Now this doesn't mean the company is in trouble or that is outlook isn't even perhaps better today than it was a quarter ago. It is simply a market based reality. If your performance is under the best projection that people used to value the stock, the stock will correct to account for that unless another outside force counters that.
"reality has a well-known liberal bias" - Steven Colbert
You should be able to use multiscale perturbation theory to account for the meta-analysis. I would imagine that the problem would become flat and very shallow after 2 or more meta-analyses for any reasonable amount of time. Hopefully this will allow me to make this model into a forced oscillator. It probably won't work, but in my opinion if you can't make a mathematical model into a harmonic oscillator, a damped harmonic oscillator, or a forced harmonic oscillator then it isn't worth doing.
But it should be noted that the grandparent had an important point which is critical to understand if you want to go into trading. For the short term, you do not care about how great some company is or how terrible another is. You only care about trying to outsmart the other traders. Someone is selling or buying a stock because they think they are smarter than you. They think they are going to make a profit by their actions. Are they?
I will simplify it the best I can- Google's profits were pretty good. But they weren't as good as some analysts _projected_
So, in other words Google's inflated stock price fell down temporarily because someone outside of their company screwed up in projecting their profits.

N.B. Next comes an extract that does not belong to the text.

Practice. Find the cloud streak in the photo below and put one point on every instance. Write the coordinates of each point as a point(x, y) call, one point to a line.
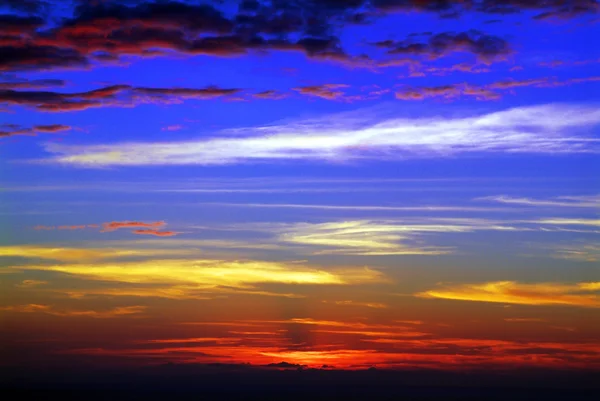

The funny thing is that Google's owners and employees are probably the least concerned with their profits. Sergey that is one of the original two founders of the company works for a $1/year, drives a lavish Toyota Prius, lives in a small apartment, usually wears blue jeans, and is _personally_ worth $7 to $11 billion dollars.
Do you think someone like that really cares about the profits Google makes? Worst case scenario is that Google gets succumbed into the corporate greed of its stockholders, he sells all of his shares and starts a new company, or even worse, he just takes the rest of his 30 to 70 years of his life off from work and just plays around.
What you are describing is the transition from the fourth Kondratieff Cycle (or Long wave of economic development - Schumpeterian wave I believe) , Fordist manufacture capitalism, to the fifth, informational capitalism. This is a fairly prevalent concept in the social sciences.
There isn't just a jolt from one cycle to the other - rather, after peaking a cycle goes into a downswing and after a while a new cycle swings up whilst that downswing is happening. The date when the fifth cycle's upswing hit the big time is generally considered to be 1979. Fordism is on the way out at the moment - informational capitalism shouldn't peak for a while yet, since these cycles seem to generally last 60 years. Then it'll decline and something new will swing up, provided capitalism still exists of course.